Frustratingly she didn't feel that the short sprints pushed her limits as much as she hoped. She felt it, of course, but she wanted the monk's qi practice to do more. After a lap of considering her options, she decided not to mess with the existing practice. I'm sure they'll have something similar and better at the sect, and personal trainer equivalents to give me better advice.

Eventually, Mistress Ping had her recall all the scouts and Master Long for lunch. On the trip back, he asked, "How many laps have you done?"

"Err, uh, I forgot to keep track." She ducked her head slightly in embarrassment.

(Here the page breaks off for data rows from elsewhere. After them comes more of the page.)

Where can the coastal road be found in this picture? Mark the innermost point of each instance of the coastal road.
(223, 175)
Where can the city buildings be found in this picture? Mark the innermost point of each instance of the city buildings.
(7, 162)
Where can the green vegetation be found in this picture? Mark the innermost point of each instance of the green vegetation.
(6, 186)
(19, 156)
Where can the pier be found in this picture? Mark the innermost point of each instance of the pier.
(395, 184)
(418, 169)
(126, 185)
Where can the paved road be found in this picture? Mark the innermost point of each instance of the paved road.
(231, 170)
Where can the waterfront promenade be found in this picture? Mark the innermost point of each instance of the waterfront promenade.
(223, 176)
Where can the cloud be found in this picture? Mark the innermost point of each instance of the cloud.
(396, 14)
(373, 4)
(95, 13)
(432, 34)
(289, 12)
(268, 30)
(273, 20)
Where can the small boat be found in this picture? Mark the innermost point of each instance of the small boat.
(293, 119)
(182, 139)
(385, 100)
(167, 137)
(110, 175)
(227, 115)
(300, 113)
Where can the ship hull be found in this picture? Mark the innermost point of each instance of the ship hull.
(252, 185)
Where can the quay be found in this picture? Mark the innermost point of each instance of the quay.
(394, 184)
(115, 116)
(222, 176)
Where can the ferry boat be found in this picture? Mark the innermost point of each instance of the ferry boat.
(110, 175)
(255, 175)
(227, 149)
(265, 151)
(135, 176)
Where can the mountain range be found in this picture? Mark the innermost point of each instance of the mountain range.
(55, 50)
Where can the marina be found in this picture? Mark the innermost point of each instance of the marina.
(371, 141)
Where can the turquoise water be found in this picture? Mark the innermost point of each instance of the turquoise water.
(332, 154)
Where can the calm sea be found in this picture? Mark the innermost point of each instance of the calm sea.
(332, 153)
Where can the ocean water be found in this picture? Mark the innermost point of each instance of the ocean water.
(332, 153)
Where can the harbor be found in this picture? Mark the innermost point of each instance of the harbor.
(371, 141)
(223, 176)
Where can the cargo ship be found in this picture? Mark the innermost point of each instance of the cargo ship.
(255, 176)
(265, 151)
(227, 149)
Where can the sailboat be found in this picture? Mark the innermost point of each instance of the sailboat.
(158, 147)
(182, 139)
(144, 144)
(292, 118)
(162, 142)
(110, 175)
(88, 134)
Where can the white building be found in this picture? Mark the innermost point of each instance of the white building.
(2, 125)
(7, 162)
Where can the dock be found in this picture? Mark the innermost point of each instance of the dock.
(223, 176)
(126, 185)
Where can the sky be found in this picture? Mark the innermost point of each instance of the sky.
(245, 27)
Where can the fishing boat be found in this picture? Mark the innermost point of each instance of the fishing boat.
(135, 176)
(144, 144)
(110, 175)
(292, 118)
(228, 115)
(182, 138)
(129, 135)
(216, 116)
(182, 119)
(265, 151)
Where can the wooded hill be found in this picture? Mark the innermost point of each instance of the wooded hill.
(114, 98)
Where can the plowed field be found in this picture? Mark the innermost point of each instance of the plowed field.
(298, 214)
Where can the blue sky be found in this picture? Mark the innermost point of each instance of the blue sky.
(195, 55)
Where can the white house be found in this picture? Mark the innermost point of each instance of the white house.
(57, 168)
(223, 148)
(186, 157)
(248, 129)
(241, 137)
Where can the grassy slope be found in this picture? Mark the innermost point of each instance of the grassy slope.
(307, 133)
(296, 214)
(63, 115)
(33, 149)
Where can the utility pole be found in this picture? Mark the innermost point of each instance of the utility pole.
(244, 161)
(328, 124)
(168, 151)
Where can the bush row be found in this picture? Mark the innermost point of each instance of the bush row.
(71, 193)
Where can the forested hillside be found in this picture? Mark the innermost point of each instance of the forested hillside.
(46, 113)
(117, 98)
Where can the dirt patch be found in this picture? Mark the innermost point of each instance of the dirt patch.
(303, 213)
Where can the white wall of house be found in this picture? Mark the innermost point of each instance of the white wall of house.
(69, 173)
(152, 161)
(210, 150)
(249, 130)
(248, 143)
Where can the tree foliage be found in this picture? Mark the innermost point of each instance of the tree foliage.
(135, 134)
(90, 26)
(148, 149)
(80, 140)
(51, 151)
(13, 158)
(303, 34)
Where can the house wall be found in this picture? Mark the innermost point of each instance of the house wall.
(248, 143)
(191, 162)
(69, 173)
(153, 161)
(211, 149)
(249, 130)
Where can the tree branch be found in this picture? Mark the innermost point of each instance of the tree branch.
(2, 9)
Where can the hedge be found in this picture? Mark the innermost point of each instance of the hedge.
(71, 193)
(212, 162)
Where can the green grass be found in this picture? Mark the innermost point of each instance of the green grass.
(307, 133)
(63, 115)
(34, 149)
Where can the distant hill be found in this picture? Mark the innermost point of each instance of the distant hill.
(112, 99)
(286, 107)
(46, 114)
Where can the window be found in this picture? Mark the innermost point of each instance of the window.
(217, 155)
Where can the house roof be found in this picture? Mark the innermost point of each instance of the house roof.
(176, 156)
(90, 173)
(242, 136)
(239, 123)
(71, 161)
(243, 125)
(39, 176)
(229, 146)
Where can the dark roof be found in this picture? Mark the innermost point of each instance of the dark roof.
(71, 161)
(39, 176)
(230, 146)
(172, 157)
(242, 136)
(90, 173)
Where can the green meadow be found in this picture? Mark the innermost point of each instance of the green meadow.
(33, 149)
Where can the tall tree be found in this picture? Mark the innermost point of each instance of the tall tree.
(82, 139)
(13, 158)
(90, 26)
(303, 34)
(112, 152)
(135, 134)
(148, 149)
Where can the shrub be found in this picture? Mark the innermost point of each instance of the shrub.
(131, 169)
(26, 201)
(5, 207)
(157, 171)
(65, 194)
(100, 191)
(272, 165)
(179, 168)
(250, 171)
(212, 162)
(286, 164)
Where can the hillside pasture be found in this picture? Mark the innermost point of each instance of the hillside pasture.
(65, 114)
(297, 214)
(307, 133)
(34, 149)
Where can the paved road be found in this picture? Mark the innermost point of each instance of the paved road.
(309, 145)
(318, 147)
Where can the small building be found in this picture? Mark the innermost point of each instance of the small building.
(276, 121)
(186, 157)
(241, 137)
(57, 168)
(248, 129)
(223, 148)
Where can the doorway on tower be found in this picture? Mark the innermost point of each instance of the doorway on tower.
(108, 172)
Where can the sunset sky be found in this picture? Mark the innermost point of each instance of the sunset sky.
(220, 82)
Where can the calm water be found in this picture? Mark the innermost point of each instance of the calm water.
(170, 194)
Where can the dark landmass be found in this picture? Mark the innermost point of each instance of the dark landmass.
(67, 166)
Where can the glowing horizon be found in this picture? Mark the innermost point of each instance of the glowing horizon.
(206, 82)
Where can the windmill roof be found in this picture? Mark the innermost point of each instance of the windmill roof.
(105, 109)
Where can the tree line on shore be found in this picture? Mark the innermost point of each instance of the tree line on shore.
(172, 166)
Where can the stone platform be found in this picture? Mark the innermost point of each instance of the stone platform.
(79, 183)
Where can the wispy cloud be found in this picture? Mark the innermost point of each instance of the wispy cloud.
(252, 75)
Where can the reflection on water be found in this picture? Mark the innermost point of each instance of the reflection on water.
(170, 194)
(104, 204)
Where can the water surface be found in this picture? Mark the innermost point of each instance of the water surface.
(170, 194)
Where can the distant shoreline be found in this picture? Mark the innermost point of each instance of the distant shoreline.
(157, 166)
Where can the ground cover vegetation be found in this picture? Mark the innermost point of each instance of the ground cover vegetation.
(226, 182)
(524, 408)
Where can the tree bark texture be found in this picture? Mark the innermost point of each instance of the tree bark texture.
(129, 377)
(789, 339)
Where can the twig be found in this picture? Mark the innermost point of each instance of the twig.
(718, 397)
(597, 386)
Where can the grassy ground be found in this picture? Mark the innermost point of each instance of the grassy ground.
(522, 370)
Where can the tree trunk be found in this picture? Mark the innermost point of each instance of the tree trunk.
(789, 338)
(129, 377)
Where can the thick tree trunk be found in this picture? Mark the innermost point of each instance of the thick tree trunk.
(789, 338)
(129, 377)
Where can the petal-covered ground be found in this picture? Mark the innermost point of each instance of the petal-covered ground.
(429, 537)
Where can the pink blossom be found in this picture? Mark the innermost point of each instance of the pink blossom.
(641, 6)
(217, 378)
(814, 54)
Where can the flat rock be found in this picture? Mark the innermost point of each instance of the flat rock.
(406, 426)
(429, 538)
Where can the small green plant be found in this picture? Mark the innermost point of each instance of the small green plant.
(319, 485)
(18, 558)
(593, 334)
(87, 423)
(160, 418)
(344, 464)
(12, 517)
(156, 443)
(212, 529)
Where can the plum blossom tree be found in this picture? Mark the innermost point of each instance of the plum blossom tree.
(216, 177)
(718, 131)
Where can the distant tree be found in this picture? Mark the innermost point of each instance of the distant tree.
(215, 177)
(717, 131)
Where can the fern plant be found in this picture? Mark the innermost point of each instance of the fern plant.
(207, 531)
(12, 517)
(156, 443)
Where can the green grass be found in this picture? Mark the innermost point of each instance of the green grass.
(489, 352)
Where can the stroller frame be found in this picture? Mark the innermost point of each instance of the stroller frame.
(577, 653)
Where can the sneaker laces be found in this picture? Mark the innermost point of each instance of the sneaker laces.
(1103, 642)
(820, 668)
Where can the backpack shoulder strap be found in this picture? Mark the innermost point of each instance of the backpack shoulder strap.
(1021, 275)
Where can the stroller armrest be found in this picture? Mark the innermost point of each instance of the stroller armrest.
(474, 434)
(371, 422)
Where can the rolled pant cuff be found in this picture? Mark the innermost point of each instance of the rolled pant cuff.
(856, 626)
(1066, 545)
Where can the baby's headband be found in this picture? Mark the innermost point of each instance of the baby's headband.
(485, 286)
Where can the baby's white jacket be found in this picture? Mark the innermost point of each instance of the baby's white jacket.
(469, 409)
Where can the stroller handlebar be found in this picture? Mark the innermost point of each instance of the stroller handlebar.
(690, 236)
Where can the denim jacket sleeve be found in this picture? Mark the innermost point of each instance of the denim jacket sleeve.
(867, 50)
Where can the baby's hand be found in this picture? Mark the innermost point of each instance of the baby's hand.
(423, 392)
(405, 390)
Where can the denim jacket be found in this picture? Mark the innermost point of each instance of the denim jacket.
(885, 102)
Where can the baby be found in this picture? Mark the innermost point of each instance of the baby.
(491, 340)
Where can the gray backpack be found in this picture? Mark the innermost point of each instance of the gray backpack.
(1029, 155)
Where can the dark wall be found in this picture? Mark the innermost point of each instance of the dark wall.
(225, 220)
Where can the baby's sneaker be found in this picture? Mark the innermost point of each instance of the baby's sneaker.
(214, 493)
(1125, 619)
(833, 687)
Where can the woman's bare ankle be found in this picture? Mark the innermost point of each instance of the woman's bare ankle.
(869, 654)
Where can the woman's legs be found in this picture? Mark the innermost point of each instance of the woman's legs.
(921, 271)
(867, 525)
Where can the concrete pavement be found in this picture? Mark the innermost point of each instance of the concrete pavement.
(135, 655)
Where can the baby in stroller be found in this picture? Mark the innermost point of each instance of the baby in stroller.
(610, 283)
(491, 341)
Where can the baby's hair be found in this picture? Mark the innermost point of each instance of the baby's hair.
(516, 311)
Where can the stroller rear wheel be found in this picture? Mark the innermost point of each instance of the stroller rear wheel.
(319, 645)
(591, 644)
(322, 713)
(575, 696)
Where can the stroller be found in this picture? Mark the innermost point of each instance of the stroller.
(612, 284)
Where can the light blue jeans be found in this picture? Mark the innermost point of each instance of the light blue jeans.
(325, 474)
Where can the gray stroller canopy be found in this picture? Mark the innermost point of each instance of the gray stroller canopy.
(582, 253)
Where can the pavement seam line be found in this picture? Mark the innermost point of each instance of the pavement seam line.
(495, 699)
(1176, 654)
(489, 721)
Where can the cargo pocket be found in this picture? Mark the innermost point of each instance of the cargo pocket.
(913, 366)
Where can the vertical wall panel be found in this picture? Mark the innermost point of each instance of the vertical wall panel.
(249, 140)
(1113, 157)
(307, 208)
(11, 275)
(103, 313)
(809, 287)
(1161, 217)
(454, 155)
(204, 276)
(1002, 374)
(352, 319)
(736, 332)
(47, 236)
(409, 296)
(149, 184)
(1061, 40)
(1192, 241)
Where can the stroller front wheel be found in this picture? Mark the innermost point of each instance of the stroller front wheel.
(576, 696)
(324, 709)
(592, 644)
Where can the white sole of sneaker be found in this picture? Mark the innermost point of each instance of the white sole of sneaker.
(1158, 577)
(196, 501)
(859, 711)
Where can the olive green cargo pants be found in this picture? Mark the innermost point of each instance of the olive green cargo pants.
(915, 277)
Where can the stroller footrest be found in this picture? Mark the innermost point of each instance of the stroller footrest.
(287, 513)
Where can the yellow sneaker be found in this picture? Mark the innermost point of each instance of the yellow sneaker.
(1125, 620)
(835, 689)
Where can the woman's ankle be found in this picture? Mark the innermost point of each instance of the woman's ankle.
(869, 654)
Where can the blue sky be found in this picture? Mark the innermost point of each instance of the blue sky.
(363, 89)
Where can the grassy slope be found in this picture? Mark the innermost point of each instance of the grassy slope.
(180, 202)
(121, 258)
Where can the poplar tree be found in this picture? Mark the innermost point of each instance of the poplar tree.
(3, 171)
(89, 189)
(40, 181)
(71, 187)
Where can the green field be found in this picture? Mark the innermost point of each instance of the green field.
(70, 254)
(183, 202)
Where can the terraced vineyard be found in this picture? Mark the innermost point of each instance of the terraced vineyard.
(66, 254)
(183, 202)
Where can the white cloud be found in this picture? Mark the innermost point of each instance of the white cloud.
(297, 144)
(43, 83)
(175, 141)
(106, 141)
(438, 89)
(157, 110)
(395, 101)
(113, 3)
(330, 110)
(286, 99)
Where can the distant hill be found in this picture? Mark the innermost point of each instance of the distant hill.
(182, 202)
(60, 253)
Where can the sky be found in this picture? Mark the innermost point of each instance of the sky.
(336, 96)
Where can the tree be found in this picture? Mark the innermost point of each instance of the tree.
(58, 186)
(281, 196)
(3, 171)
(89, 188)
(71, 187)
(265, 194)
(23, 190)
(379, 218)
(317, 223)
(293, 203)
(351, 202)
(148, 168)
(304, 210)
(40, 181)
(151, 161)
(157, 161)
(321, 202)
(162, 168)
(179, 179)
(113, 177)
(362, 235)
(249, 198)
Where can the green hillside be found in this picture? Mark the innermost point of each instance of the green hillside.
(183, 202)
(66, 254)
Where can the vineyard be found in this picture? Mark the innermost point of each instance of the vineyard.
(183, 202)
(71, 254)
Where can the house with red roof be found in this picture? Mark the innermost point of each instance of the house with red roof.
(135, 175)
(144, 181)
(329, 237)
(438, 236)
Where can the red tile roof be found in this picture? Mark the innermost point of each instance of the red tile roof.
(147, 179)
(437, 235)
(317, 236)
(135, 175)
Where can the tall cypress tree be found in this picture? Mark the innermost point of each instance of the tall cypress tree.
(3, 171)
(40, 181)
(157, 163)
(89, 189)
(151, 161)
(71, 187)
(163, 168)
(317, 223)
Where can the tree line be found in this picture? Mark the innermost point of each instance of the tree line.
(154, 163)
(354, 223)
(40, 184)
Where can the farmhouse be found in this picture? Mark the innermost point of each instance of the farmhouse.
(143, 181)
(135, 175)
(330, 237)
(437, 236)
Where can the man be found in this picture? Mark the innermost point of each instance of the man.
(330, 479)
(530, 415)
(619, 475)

"Oh? Do you need this ignorant old fool to tell you? I'm sure I can remember the count." He kept his voice low so scout Tunai didn't hear him.

Shae smirked, then shrugged, "Eh, I could guess, and it's not that important. What would be more helpful, is if I'm slowing down or not."

"Ahhh. A wise distinction. Given your qi, you might even be speeding up."

"Ehh!" She almost missed a step. They were running, but at a normal pace that the other scout woman could keep up with. Shae heard a snicker behind her, likely directed at her stumble.

"Well of course." He continued. "On a completely unrelated note. Did you make any progress on the gold qi?"

She looked up in time to see the smirk flash across his face, or maybe he waited for me to look. She steadied her breathing, "Yes, no thanks to someone. I have a firm grasp of most of..." She coughed and looked backwards at the trailing scout. "Well, it'll take more deliberate thought to feel out the rest of the pattern, but I feel comfortable with that bit now."

He radiated smugness, even through his stony mask of control. "Congratulations. Would you have anyone to thank for that?"

She took another deep breath of the forest air. "If anyone, Apollo. She talked to me after a certain unhelpful someone left. Though, we talked more about other things so I shouldn't credit her too much."

"But you did talk about that with someone..?" He almost sounded whiny, though his intention was probably more in line with teasing the young woman beside him.

Shae released a sharp breath of air then inhaled deeply and quietly hissed her words. "No, Master Long, and if you keep pushing I'm going to yell and swear at you again." She took a slower breath, controlling her annoyance with him. "Early on, when I was on the mountain with Elder Ghon he had an enlightenment. Probably a small one for him. Just prior, we had been talking, and I had told him to do something innocuous: keep the campfire going. Because he would always let it go out without feeding it more wood."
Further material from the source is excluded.